If that seems like an odd thought, perhaps it’s because you weren’t in my head at the time. What I was thinking about was the Duplicate Content Debacle. When Google announced that it was treating duplicate content differently than original content, the SEO world flipped its collective lid. We started advising everyone to not copy anything (or even use source material, in some instances.) We turned CopyPress from an academic tool to an SEO necessity overnight. And in the end…well, we were kind of wrong.
It turned out that, in the end, posting duplicate content wasn’t going to tank your site’s ratings, as explained on Ardivjauhari. All it means is that the one page that the duplicate content was on will not rank for the same keywords as the original. Lots of spastic flailing, not a lot of meat on them bones.
And it’s not at all the first (or last) time that a Total SEO Freakout has happened, either. We have an extraordinary tendency to take what Google tells us, turn the volume up to 11, blast it out of every speaker we can find, and then ignore the lyrics. Like when Google told us that guest blogging was going to be considered spammy.
Suddenly, like quite literally overnight, people that had put significant effort into creating a plan for guest blogging that was detailed and solid and quintessentially good were being told to scrap it and put everything up on their own website, period. And yet, that’s a really crappy strategy for getting eyes on your content — and without eyes, how can you hope to become an authority?

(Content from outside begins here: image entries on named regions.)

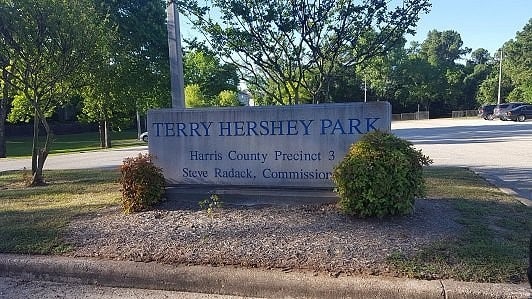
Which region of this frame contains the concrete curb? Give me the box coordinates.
[0,254,532,299]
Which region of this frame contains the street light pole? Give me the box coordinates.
[497,48,502,105]
[166,0,185,108]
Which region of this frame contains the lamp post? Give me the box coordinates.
[166,0,185,108]
[497,48,502,105]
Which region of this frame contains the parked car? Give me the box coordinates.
[478,105,497,120]
[139,132,148,142]
[504,105,532,121]
[493,103,525,120]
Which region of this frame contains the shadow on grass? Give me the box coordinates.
[388,199,532,283]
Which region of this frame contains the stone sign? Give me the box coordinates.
[148,102,391,187]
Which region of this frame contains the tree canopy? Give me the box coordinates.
[0,0,106,185]
[176,0,430,104]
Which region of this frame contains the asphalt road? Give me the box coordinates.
[0,119,532,298]
[0,277,251,299]
[392,118,532,206]
[0,118,532,206]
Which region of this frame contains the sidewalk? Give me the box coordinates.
[0,254,532,298]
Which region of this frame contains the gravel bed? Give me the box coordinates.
[65,200,460,274]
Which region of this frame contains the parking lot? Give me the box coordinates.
[0,118,532,205]
[392,118,532,206]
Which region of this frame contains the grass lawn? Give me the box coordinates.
[389,167,532,282]
[0,170,121,254]
[6,131,146,157]
[0,167,532,282]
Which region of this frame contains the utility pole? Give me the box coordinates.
[364,75,368,103]
[166,0,185,108]
[497,48,502,105]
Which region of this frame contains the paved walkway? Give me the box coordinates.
[0,254,532,299]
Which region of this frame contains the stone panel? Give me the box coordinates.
[148,102,391,187]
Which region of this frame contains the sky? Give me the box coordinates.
[406,0,532,55]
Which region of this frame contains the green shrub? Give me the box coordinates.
[333,131,432,217]
[120,154,165,214]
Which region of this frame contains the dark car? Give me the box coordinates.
[478,105,497,120]
[493,102,525,120]
[504,105,532,121]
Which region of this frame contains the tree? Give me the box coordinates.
[83,0,170,148]
[470,48,491,65]
[0,58,12,158]
[183,50,239,102]
[216,90,241,107]
[503,19,532,103]
[0,0,105,186]
[176,0,430,104]
[419,30,471,66]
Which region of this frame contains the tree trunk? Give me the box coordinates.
[0,65,9,158]
[104,120,111,148]
[29,105,53,187]
[137,110,142,140]
[98,121,105,148]
[29,109,44,187]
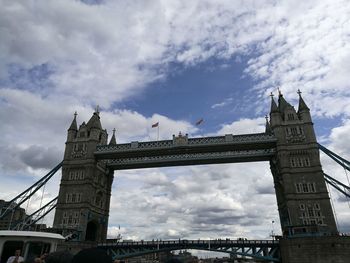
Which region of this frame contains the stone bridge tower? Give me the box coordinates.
[267,91,337,235]
[53,110,115,241]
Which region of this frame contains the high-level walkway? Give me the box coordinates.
[94,133,277,170]
[99,239,280,262]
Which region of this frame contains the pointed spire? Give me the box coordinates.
[270,92,278,112]
[278,88,292,113]
[86,109,102,130]
[68,112,78,131]
[265,115,272,133]
[108,129,117,145]
[297,89,310,112]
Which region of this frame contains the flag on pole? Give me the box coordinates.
[196,118,204,126]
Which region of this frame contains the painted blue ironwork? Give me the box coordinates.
[94,133,276,170]
[0,162,63,219]
[95,133,276,156]
[10,196,58,230]
[99,239,280,262]
[107,149,276,170]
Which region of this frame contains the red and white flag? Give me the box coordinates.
[196,118,204,126]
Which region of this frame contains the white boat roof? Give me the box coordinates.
[0,230,64,239]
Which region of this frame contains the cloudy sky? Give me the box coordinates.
[0,0,350,243]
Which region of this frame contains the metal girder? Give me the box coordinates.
[94,133,277,160]
[323,173,350,198]
[10,197,58,230]
[107,149,276,170]
[99,239,280,262]
[0,162,63,222]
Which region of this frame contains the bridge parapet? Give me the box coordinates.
[95,133,276,155]
[98,239,280,262]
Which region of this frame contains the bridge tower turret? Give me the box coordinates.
[53,110,113,241]
[270,91,337,235]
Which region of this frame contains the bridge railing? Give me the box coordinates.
[99,239,279,247]
[96,133,276,153]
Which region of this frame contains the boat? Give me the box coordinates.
[0,230,65,263]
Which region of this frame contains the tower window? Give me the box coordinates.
[290,127,298,135]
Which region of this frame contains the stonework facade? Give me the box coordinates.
[53,111,113,241]
[267,93,337,235]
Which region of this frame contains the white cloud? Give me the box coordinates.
[218,118,266,134]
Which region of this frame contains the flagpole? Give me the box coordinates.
[157,123,159,141]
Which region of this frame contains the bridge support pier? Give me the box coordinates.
[280,236,350,263]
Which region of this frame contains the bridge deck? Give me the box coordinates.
[94,133,276,170]
[99,239,279,262]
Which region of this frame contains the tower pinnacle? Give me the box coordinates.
[108,128,117,145]
[297,89,310,112]
[68,112,78,131]
[270,92,278,112]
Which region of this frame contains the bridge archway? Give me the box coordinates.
[85,220,99,241]
[54,93,337,241]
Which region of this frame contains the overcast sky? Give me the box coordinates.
[0,0,350,243]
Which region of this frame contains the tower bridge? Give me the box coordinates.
[0,92,350,263]
[94,133,277,170]
[54,93,337,245]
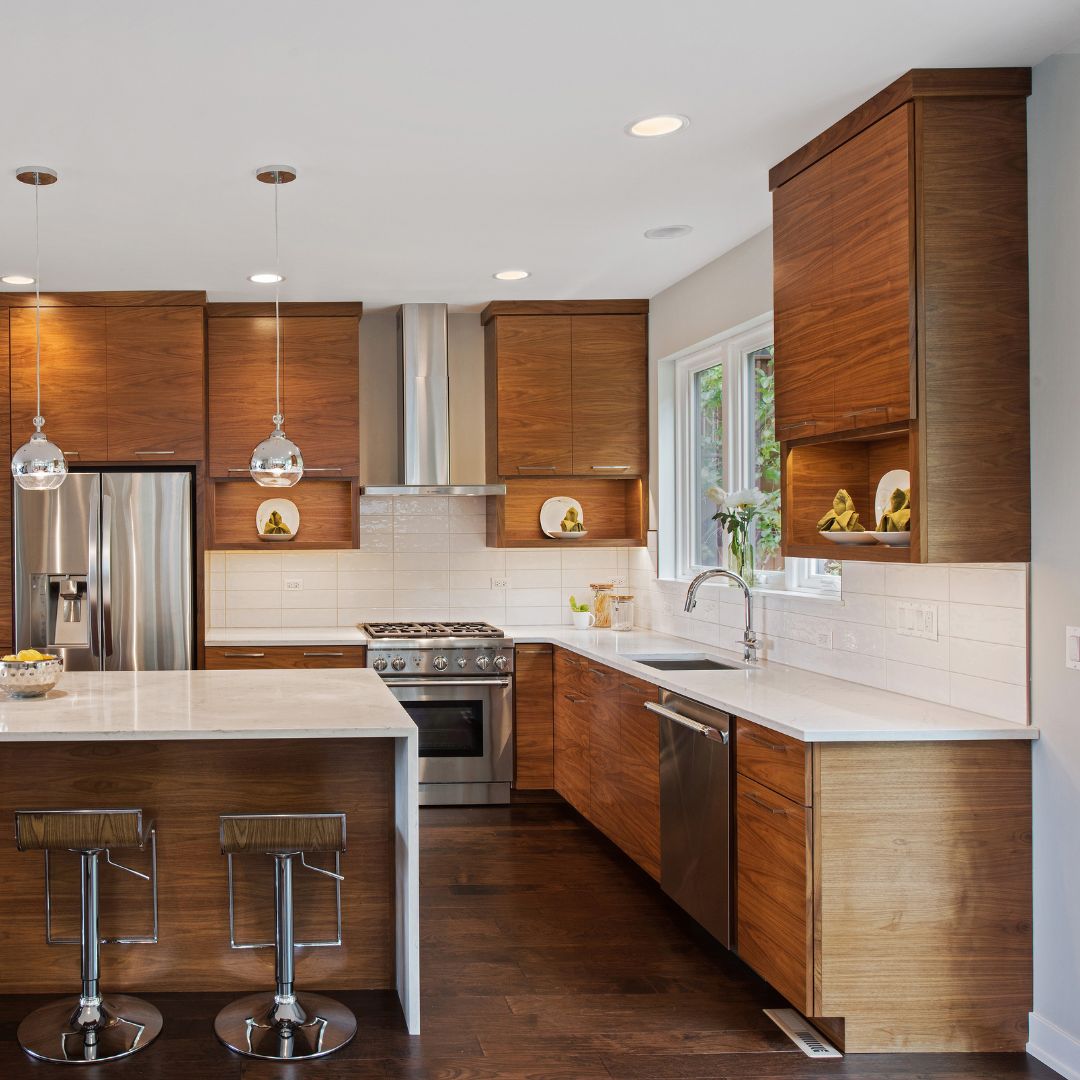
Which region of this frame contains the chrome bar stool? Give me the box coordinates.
[15,810,161,1063]
[214,813,356,1061]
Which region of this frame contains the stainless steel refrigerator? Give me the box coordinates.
[14,472,194,671]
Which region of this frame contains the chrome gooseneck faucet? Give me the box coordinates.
[684,569,757,664]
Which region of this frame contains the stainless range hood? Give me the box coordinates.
[363,303,507,495]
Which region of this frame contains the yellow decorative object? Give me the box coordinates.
[877,487,912,532]
[818,487,865,532]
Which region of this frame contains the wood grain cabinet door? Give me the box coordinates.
[495,315,573,476]
[206,316,274,476]
[619,675,660,881]
[735,773,813,1015]
[282,315,360,477]
[831,105,915,430]
[772,157,838,442]
[105,308,206,462]
[571,315,649,476]
[10,308,109,462]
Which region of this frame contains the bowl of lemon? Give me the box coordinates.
[0,649,64,698]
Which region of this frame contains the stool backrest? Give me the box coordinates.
[221,813,345,855]
[15,810,146,851]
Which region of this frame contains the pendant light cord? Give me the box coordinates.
[33,174,44,431]
[273,171,285,428]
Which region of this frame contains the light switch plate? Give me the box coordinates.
[1065,626,1080,671]
[896,600,937,642]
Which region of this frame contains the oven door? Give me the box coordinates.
[386,675,514,784]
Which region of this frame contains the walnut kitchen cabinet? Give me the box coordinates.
[206,303,362,480]
[5,293,205,464]
[769,68,1030,563]
[734,718,1031,1053]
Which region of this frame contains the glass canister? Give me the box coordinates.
[589,581,615,630]
[611,593,634,630]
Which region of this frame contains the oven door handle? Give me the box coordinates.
[382,678,510,687]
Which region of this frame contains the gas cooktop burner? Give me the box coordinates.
[360,622,502,639]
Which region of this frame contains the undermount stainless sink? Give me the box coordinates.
[623,652,744,672]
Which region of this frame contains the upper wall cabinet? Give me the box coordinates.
[769,68,1030,562]
[206,303,362,478]
[4,293,205,463]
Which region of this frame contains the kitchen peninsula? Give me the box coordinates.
[0,669,419,1032]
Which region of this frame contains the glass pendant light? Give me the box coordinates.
[248,165,303,487]
[11,165,67,491]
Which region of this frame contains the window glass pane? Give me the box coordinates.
[746,345,784,570]
[690,364,725,566]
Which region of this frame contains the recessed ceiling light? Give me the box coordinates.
[645,225,693,240]
[625,112,690,138]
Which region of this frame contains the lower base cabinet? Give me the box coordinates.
[735,719,1031,1053]
[554,649,660,880]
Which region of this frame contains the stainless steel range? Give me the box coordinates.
[361,622,514,806]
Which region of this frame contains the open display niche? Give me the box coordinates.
[487,476,647,548]
[781,424,920,563]
[207,477,360,551]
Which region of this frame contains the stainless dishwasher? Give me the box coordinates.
[645,690,731,948]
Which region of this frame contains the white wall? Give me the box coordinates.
[1029,46,1080,1077]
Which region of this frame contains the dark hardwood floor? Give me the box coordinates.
[0,804,1056,1080]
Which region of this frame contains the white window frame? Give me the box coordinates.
[671,312,840,596]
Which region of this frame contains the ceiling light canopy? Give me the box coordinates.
[645,225,693,240]
[625,112,690,138]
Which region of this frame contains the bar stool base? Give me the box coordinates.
[214,993,356,1062]
[18,994,161,1065]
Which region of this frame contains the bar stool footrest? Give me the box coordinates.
[214,991,356,1062]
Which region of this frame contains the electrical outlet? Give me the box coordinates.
[1065,626,1080,671]
[896,600,937,642]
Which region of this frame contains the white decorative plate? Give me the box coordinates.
[540,495,586,540]
[255,499,300,540]
[874,469,912,527]
[821,532,877,544]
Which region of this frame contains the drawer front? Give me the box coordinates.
[735,717,813,806]
[735,775,813,1015]
[206,645,367,671]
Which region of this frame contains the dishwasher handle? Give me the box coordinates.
[643,701,729,745]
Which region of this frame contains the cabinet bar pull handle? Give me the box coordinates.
[745,731,787,754]
[745,792,787,818]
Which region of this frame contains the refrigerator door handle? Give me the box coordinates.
[102,491,112,658]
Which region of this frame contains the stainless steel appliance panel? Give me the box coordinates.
[14,473,100,671]
[645,690,731,948]
[100,472,194,671]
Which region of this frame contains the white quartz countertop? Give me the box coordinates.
[0,667,417,742]
[206,626,1039,742]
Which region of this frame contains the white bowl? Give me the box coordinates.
[0,660,64,698]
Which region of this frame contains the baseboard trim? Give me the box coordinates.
[1027,1013,1080,1080]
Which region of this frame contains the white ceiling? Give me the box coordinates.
[0,0,1080,308]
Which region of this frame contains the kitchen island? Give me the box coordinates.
[0,669,419,1032]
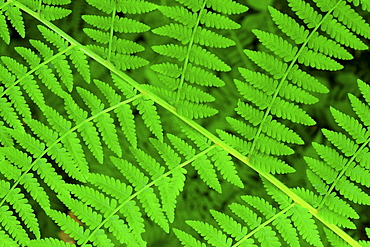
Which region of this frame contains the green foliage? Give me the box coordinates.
[0,0,370,247]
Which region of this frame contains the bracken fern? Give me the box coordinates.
[0,0,370,247]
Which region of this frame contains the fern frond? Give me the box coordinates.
[1,4,26,44]
[82,0,157,70]
[151,0,248,118]
[38,26,90,83]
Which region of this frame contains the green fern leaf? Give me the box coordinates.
[77,87,122,157]
[110,156,169,232]
[47,209,90,244]
[210,210,248,241]
[89,173,145,245]
[40,5,72,21]
[330,107,370,144]
[168,134,221,193]
[3,5,26,38]
[186,220,231,247]
[173,228,206,247]
[133,97,163,140]
[0,15,10,44]
[30,40,73,92]
[64,95,103,164]
[207,0,248,15]
[13,47,62,96]
[289,205,324,247]
[0,147,50,208]
[94,80,137,147]
[26,116,86,182]
[27,238,76,247]
[0,206,30,245]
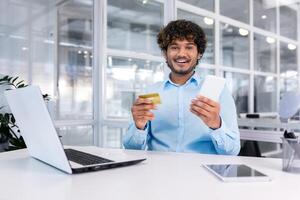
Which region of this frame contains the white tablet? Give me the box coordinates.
[203,164,271,182]
[199,75,226,102]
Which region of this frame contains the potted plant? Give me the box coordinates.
[0,76,27,150]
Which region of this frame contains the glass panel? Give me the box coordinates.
[107,0,163,55]
[57,126,94,146]
[177,10,215,64]
[105,56,164,118]
[220,0,249,23]
[31,8,56,97]
[181,0,214,11]
[103,126,127,148]
[280,42,298,78]
[254,76,277,112]
[196,66,215,78]
[223,72,250,114]
[0,0,30,80]
[220,23,250,69]
[253,0,276,33]
[56,1,93,119]
[279,1,299,40]
[280,76,298,94]
[254,34,276,73]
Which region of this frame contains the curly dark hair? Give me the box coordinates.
[157,19,207,55]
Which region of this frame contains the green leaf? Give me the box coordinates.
[4,113,9,122]
[12,76,19,83]
[17,84,26,88]
[10,115,16,124]
[17,80,24,86]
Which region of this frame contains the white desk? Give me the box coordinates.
[0,147,300,200]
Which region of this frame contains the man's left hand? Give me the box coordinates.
[190,96,221,129]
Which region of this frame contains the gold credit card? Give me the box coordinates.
[139,93,161,104]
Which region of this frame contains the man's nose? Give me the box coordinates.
[178,48,186,56]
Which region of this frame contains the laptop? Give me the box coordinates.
[4,86,146,174]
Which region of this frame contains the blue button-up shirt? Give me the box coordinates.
[123,74,240,155]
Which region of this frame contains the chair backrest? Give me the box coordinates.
[278,91,300,122]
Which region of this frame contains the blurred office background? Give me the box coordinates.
[0,0,300,156]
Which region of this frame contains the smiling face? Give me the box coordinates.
[164,39,201,76]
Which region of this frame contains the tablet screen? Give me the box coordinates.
[204,164,270,181]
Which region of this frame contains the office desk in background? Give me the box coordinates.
[0,147,300,200]
[238,118,300,143]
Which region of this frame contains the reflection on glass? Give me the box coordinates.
[180,0,214,11]
[279,1,299,40]
[105,56,164,118]
[280,78,298,94]
[220,0,249,23]
[177,10,214,64]
[280,42,298,78]
[103,126,126,148]
[107,0,163,55]
[31,11,56,98]
[0,1,28,80]
[220,23,250,69]
[56,1,93,119]
[253,0,276,33]
[196,66,215,78]
[57,126,94,146]
[254,34,276,73]
[224,72,250,114]
[254,76,277,112]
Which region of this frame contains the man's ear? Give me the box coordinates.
[197,53,202,60]
[161,50,167,60]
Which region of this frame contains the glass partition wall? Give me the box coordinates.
[0,0,300,148]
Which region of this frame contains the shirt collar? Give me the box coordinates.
[164,72,201,88]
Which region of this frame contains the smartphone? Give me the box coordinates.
[198,75,226,102]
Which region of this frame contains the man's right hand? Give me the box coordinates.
[131,98,156,130]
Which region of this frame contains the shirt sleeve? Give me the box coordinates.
[210,87,241,155]
[123,122,149,150]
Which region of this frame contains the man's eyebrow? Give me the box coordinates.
[187,42,196,46]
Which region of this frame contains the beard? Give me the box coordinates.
[166,60,198,76]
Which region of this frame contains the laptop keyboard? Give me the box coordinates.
[65,149,113,165]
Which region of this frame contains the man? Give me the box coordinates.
[123,20,240,155]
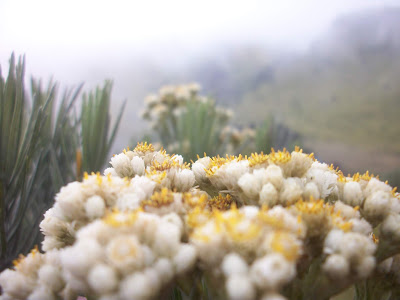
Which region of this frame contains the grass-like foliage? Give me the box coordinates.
[143,84,301,161]
[0,54,122,269]
[82,81,126,172]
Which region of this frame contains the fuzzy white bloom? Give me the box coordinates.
[173,244,197,274]
[192,156,211,184]
[322,254,350,279]
[119,273,158,300]
[221,252,249,277]
[377,257,393,273]
[60,238,103,277]
[38,264,65,292]
[55,182,85,220]
[303,182,319,199]
[279,177,303,205]
[190,221,227,267]
[260,292,287,300]
[334,201,360,220]
[106,235,144,274]
[364,178,392,198]
[380,214,400,241]
[238,173,262,198]
[116,189,142,211]
[240,205,260,219]
[214,160,249,190]
[161,212,183,234]
[343,181,363,206]
[289,151,313,177]
[131,176,156,200]
[265,165,283,190]
[324,229,376,270]
[349,218,372,235]
[29,285,57,300]
[225,274,256,300]
[324,229,344,254]
[171,155,183,165]
[355,256,376,278]
[85,196,106,219]
[0,269,35,299]
[267,205,307,237]
[39,205,74,237]
[259,183,279,207]
[88,263,118,294]
[104,168,118,176]
[364,191,390,221]
[154,258,174,284]
[306,169,338,199]
[131,156,145,176]
[110,153,134,177]
[154,222,181,256]
[76,220,113,246]
[250,253,296,290]
[174,169,196,192]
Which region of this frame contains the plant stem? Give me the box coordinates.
[0,180,7,261]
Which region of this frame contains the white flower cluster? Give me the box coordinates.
[61,211,197,299]
[0,144,400,300]
[104,143,195,192]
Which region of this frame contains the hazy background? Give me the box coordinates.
[0,0,400,178]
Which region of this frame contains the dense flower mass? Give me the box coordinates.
[0,144,400,300]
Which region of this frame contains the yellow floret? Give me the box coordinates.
[146,170,167,184]
[271,231,300,261]
[133,142,154,153]
[204,154,243,176]
[208,194,233,210]
[103,208,143,227]
[249,152,269,167]
[268,148,292,164]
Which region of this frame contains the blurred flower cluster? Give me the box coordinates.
[142,83,298,161]
[0,143,400,300]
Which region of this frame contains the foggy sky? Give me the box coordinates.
[0,0,399,85]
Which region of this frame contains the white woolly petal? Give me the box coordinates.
[38,265,65,292]
[250,253,296,290]
[343,181,363,206]
[88,264,118,294]
[60,238,103,277]
[173,244,197,274]
[238,173,262,198]
[131,156,145,176]
[120,273,158,300]
[265,165,283,190]
[260,292,286,300]
[225,274,256,300]
[221,253,249,277]
[131,176,156,198]
[174,169,195,192]
[154,222,181,256]
[154,258,174,285]
[322,254,350,279]
[29,285,57,300]
[104,168,118,176]
[259,183,279,207]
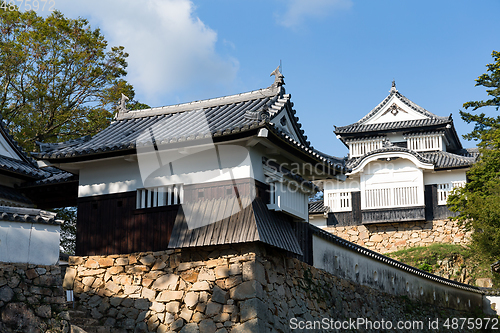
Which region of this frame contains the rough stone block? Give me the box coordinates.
[198,268,215,281]
[199,319,217,333]
[240,298,267,322]
[190,281,210,291]
[156,290,184,302]
[184,292,198,309]
[211,286,227,304]
[0,286,14,303]
[179,308,193,323]
[243,261,267,284]
[230,280,264,301]
[139,254,156,266]
[205,301,222,317]
[165,301,180,314]
[152,274,179,290]
[180,323,199,333]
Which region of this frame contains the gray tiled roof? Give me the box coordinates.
[420,151,476,169]
[455,147,479,158]
[356,89,447,124]
[168,197,303,255]
[0,206,63,224]
[33,86,341,172]
[309,200,330,214]
[0,185,32,204]
[27,168,78,187]
[334,86,452,134]
[334,118,453,134]
[346,147,476,170]
[0,155,50,179]
[346,147,431,170]
[37,87,296,159]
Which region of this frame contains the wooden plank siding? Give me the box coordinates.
[76,178,269,256]
[76,192,180,255]
[327,184,457,227]
[326,191,361,227]
[361,207,425,224]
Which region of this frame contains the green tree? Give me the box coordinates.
[448,51,500,260]
[0,10,147,151]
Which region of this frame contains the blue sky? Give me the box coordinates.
[44,0,500,156]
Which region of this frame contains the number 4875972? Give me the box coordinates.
[0,0,56,12]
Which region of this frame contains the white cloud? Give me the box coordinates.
[57,0,239,103]
[277,0,352,28]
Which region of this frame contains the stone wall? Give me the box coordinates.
[64,244,488,333]
[0,263,69,333]
[323,220,471,253]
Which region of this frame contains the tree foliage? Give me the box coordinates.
[0,11,147,150]
[448,51,500,260]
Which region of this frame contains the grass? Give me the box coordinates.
[386,244,496,285]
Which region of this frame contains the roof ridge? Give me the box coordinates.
[352,89,448,126]
[116,85,285,120]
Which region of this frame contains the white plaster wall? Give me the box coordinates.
[78,145,258,197]
[309,214,327,228]
[360,158,425,209]
[363,97,427,125]
[0,221,61,265]
[424,169,467,185]
[313,235,483,311]
[323,175,360,193]
[386,133,406,142]
[0,135,21,160]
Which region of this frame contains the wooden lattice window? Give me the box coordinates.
[136,184,184,209]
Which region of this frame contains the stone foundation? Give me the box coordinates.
[64,244,486,333]
[323,220,471,253]
[0,263,69,333]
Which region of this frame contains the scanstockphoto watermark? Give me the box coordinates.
[0,0,56,12]
[289,318,426,332]
[289,318,500,332]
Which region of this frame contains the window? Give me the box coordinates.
[361,158,425,209]
[136,184,184,209]
[326,192,352,212]
[408,135,443,151]
[348,138,384,157]
[437,180,465,205]
[264,165,309,220]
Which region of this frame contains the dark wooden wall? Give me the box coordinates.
[292,221,313,265]
[76,191,180,256]
[184,178,269,203]
[76,178,269,256]
[361,207,425,224]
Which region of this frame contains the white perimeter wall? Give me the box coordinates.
[313,235,483,311]
[0,221,61,265]
[78,145,265,197]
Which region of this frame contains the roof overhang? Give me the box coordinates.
[35,122,345,177]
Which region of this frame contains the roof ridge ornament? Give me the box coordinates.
[116,93,129,113]
[269,66,285,87]
[389,80,398,93]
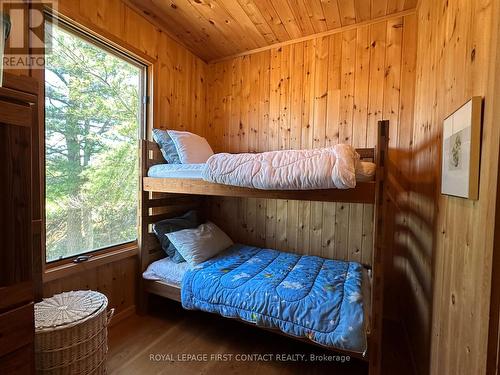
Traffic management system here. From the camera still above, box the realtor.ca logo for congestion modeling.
[0,0,57,70]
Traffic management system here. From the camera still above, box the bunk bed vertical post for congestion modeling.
[137,139,150,314]
[369,120,389,375]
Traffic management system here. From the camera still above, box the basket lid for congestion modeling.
[35,290,108,330]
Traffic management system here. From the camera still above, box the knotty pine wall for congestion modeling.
[206,15,416,274]
[41,0,207,313]
[393,0,499,375]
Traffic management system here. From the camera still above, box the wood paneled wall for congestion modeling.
[394,0,499,375]
[42,0,207,313]
[203,15,416,264]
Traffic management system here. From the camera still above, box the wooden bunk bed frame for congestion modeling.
[139,120,389,375]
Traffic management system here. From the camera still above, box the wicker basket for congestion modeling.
[35,291,114,374]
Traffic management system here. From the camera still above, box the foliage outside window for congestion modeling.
[45,25,144,262]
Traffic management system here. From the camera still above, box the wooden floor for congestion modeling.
[108,300,412,375]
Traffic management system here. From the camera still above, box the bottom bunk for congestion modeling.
[143,244,371,359]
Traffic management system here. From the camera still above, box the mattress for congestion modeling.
[142,257,188,287]
[181,245,368,353]
[148,164,205,179]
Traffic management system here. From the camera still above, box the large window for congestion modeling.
[45,20,146,262]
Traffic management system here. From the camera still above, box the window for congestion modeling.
[45,19,147,262]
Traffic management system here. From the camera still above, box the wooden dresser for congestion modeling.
[0,74,41,374]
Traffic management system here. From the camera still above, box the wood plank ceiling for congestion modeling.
[126,0,417,61]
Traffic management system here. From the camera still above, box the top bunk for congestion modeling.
[141,120,389,204]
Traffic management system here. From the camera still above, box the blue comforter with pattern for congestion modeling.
[181,245,367,353]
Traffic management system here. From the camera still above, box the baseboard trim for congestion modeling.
[108,305,135,327]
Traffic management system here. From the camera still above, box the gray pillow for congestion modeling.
[153,129,181,164]
[153,210,202,263]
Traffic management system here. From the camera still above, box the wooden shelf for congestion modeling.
[143,177,376,203]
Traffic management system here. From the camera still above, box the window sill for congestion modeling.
[43,243,138,283]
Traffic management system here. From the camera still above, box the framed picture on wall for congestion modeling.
[441,96,483,200]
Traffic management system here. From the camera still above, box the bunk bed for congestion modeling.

Again, the truth is slightly different than what everyone heard when the volume was turned up too high. Everyone heard “STOP GUEST BLOGGING,” but what actually happened was that Google penalized a bunch of guest-blogging sites, like MyGuestBlog. They also penalized sites that had one guest blog on each of dozens of smaller sites. But what they didn’t do — and can’t do and won’t ever do — is penalize you for having a decent business relationship with a few authoritative sites in your industry and posting guest blog posts semi-regularly to those sites.
The upshot here is that someday soon, Google is going to change something else. They may decide it’s finally time to penalize deliberate LSI abuse, or alter their algorithm so that autoblogs don’t register as having new content whenever they repost something more than four months old…who knows? But when it happens, you can be sure that the SEO community is going to turn it up to 11 — when really, you know what should be turned up to 11? Busta Rhymes. Calm down, brotha. Chill, man. Chill.